Missouri Should Say No to Boeing Subsidy
As originally appearing in The American Spectator on December 5, 2013:
It makes your head spin! Two months ago, Gov. Jay Nixon vetoed a bill that would have provided some tax relief for all Missourians. Today he is calling for a gigantic tax cut — amounting to an estimated $150 million a year or $1.5 billion over the course of a decade — for one company.
The governor is hoping that would be enough to entice the Boeing Company to locate its 777X commercial airplane assembly plant in north St. Louis County.
In vetoing House Bill 253 earlier this year, Nixon went around the state arguing that cutting state income taxes for individuals and corporations would harm education and mental health. Where is the same concern today in offering a lavish gift to a single, deep-pocketed company?
If Boeing is short of the cash needed to build the new airliner, you wouldn’t know it from its generosity in compensating its top executives. In 2012 Boeing CEO Jim McNerney received $21.1 million in compensation — or 469 times the median family income in Missouri. J. Michael Luttig, the top lawyer at Boeing and a former federal judge, had $9.6 million in compensation in 2012 — or 214 times the median family income in Missouri. No doubt the Boeing general counsel is highly skilled in minimizing taxes (Boeing reportedly paid no federal taxes from 2008 to 2010) and maximizing tax rebates and other forms of corporate welfare.
How much should a state (and Missouri is just one of about a dozen states waving fistfuls of cash in trying to get Boeing’s attention) be willing to pay a company like Boeing to open a plant and create jobs?

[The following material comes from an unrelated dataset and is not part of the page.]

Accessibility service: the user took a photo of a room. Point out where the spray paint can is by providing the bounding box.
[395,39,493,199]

Nixon is urging Missouri lawmakers to adopt a special tax package that would pay Boeing up to $75,000 per job per year — based on annual subsidies of $150 million spread over a minimum requirement of 2,000 jobs. No doubt that will strike some observers as money well spent — given much higher subsidy costs in other areas, such as solar energy, where federal subsidies have exceeded $350,000 per job.
Nevertheless, there are good reasons for being strongly opposed to the Boeing package.
First, it is crony capitalism and a misuse of taxpayers’ money. It makes the same mistake that many cities and town have made in cutting deals for Walmart and other big-name retailers that are not available to smaller retailers in the same community. It unfairly and unwisely diverts scarce resources to businesses with the biggest and most powerful lobbying organizations.
Second, tax credits are not free money. Our state government is supposedly straining to meet its current commitments. Every dollar that is given away in tax credits is a dollar that the state government must replace with cuts in current programs, or — more likely — increased taxation.
And third, there is a better way to promote business and job growth. Instead of chasing after Boeing and other corporate behemoths with more hand-outs, Missouri lawmakers should do something truly innovative: They should lower taxes across the board for all Missourians. That way, growth can occur organically, and in ways that politicians and lawmakers cannot even begin to anticipate.
Andrew B. Wilson wrote this article in his position as a resident fellow and senior writer at the Show-Me Institute, a free-market think tank based in St. Louis.
The St. Louis Business Journal carried a version of this op-ed in the December 13, 2013, edition.